Hixter is to food, what hipsters are to humanity.
Its fair to say that I am one of lifes eaters, and my blog is an anthology of all that has passed these lips. As all-encompassing as my palate is, there are only two things that one restaurateur, Mark Hix, is offering. He has a special fixation with roast chicken and steak, for that is the focus of his restaurants. Where Tramshed can be described as Marks’ ‘pioneering’ restaurant (scaling the talent required to, err, roast a chicken and not screw up a steak), Hixter is his sapling venture. There are a number of excellent steakhouses in London, and Mark tries to differentiate his by aging the steaks in a Himalayan salt chamber (in Ireland). Perhaps somewhere in the world this technique results in the most gasp-worthy meat you’ve tasted. Alas, this is not the case with Hixter (or Tramshed, incidentally).
A 250g ribeye is cooked on a plancha (a flat surface), which distributes heat evenly over the surface of the meat. It is adequate, I’ve had better here, here and here. A half chicken is chosen to augment the meal, to stretch out the modestly sized steak. It fills a hole, closes the gap between hungry and full, but has no sticking power in the memory. Surely a sign of calories not well spent?

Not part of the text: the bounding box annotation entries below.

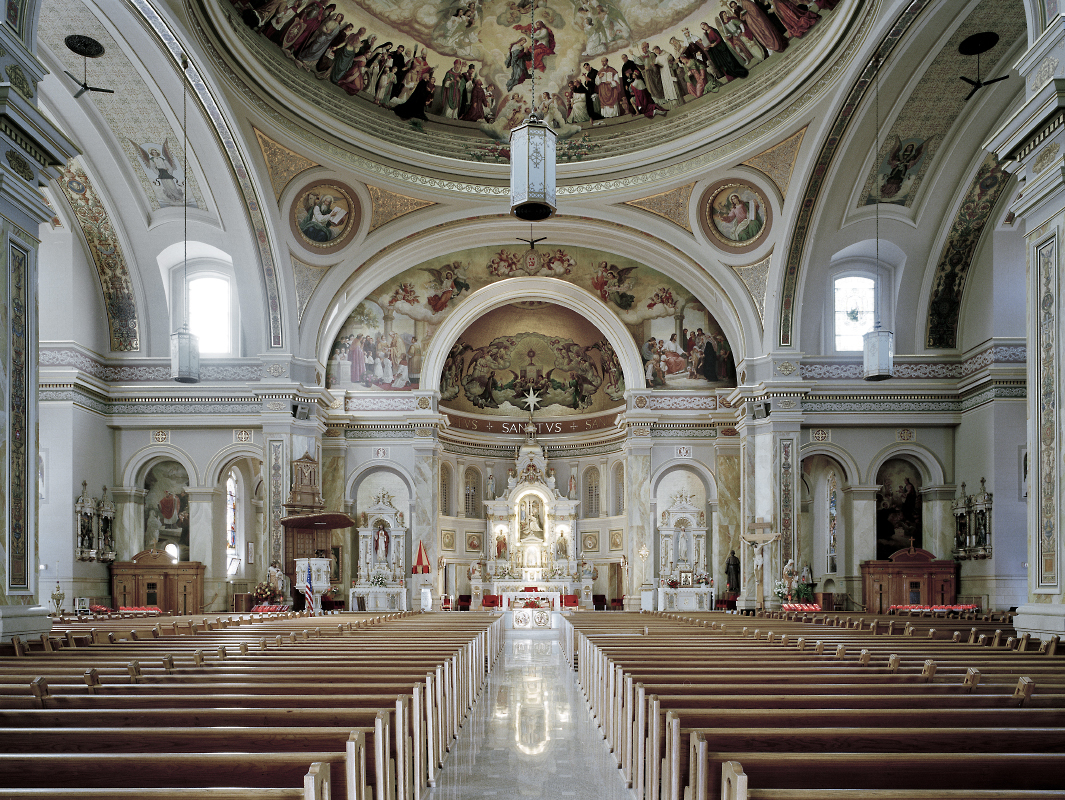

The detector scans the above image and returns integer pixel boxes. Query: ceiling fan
[63,34,115,100]
[957,31,1010,100]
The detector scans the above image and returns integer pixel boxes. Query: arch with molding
[651,458,718,504]
[799,442,864,486]
[866,442,946,489]
[421,278,644,392]
[310,216,761,370]
[344,461,417,502]
[122,444,201,489]
[203,443,264,484]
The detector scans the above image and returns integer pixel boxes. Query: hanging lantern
[510,114,556,223]
[862,326,895,380]
[170,325,199,383]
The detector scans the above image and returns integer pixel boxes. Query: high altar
[348,490,410,611]
[471,423,593,607]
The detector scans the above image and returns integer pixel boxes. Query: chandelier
[510,2,557,223]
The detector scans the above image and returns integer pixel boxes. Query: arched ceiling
[192,0,875,181]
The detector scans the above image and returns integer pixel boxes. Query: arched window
[462,467,481,520]
[833,275,876,350]
[585,467,600,520]
[226,469,243,575]
[189,274,233,356]
[440,461,452,517]
[824,472,838,574]
[157,241,241,358]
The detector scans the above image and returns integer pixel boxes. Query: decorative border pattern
[344,393,417,411]
[781,439,794,567]
[37,347,262,383]
[1036,239,1059,586]
[6,242,27,590]
[779,0,929,347]
[799,345,1028,380]
[128,0,284,347]
[59,166,141,353]
[637,392,718,411]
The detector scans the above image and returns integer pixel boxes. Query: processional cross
[740,517,781,608]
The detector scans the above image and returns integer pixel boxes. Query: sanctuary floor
[429,631,633,800]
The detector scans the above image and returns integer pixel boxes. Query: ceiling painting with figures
[326,246,736,400]
[209,0,851,163]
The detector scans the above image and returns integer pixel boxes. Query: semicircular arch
[421,278,643,392]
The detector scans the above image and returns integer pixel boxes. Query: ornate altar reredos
[359,489,410,586]
[658,492,707,585]
[483,431,580,593]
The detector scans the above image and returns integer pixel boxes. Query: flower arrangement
[251,581,281,605]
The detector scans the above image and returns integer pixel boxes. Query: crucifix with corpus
[740,517,781,608]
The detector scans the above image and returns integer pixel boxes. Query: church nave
[429,631,632,800]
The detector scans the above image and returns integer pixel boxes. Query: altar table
[503,591,562,611]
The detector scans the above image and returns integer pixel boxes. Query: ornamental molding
[799,344,1028,380]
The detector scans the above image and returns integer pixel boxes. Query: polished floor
[429,631,633,800]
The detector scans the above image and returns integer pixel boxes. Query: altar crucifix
[740,517,781,608]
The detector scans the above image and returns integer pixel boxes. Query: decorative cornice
[37,346,262,383]
[799,345,1028,380]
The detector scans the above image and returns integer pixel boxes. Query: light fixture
[862,55,895,380]
[510,2,556,223]
[170,54,199,383]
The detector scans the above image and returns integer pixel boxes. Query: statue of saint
[725,550,739,593]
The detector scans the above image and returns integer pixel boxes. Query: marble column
[111,486,147,561]
[408,427,436,608]
[624,426,655,609]
[709,445,743,598]
[189,487,229,611]
[987,28,1065,638]
[0,14,78,641]
[843,486,880,606]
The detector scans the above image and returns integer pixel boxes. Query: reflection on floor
[429,631,633,800]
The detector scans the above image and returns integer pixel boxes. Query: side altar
[470,422,594,608]
[348,490,410,611]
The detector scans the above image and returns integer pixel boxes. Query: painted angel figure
[133,140,185,205]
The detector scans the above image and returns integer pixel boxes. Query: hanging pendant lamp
[170,55,199,383]
[862,55,895,380]
[510,3,557,223]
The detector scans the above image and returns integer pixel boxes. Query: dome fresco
[214,0,842,163]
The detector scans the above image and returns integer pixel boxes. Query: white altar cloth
[503,591,562,611]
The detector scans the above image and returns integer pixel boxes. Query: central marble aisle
[429,631,633,800]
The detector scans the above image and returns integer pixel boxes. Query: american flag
[304,564,314,614]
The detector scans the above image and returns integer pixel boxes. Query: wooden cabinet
[111,550,204,614]
[862,548,957,614]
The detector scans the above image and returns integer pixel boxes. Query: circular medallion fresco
[700,180,773,252]
[289,180,359,254]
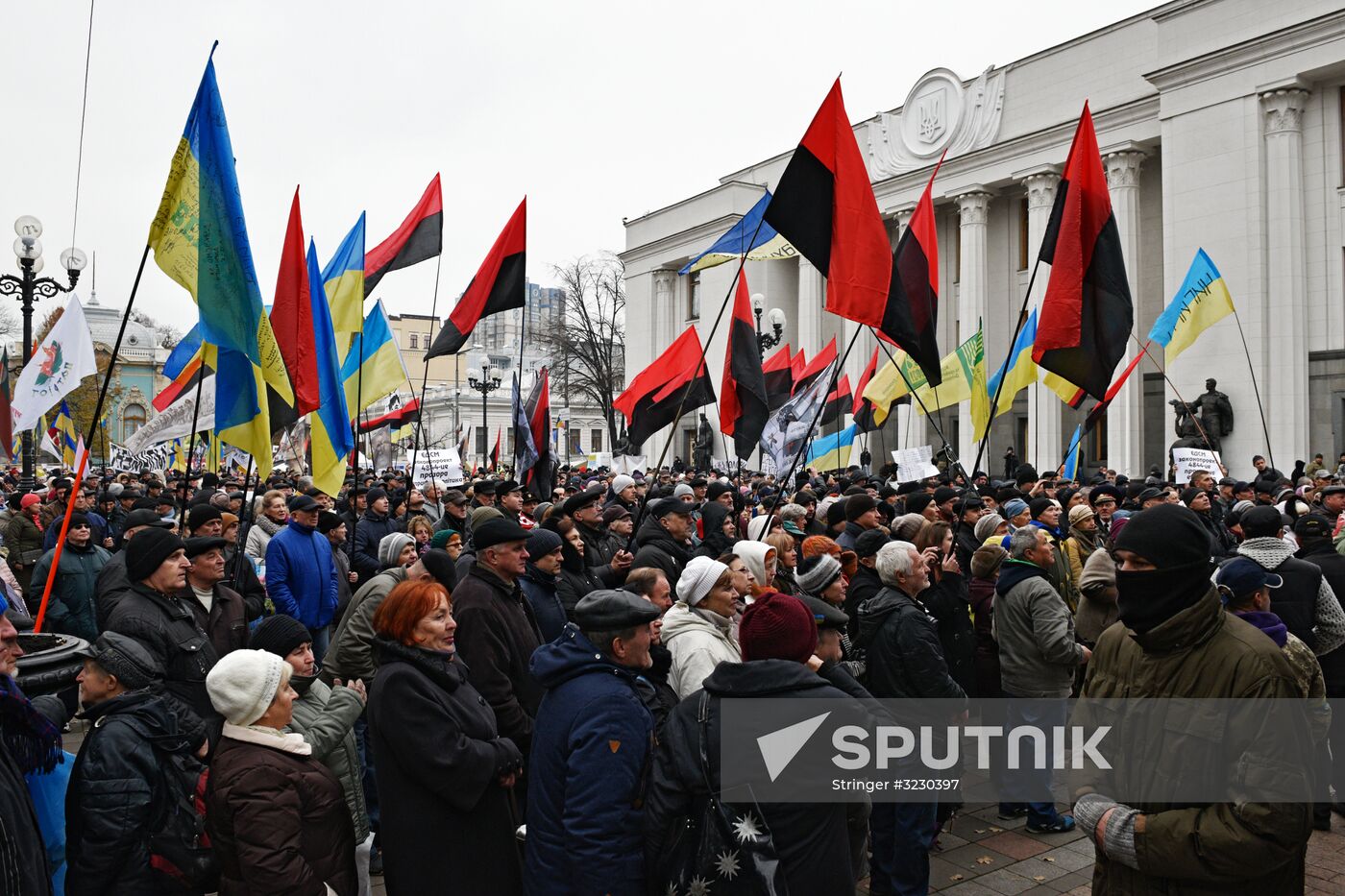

The most memorable part of Hixter (apart from retina-searing neon ‘art’ fittings and red-toned lights) is in dessert. A deep dish of molten salted caramel is sweet enough on its own, heightened to almost radioactive levels with sugar-frosted doughnuts and marshmallows. A few dollops is more than enough to satiate, any more may result in loss of sight or spontaneous gum-swelling. A credit crunch sundae is actually quite rich, where vanilla ice cream is tossed in coarsely flaked honeycomb and toffee.
Like Tramshed, Hixter fails to impress on the food front. Unlike Tramshed, Hixter does not have any cool art or architecture to fall back on (try harder, Tracy Emin and co). Its location in London’s city-slick Square Mile is reflected in its gargantuan prices; I’m sure that the local clientele will oblige but I can think of other ways to spend the dosh (here and here if you’re in the area).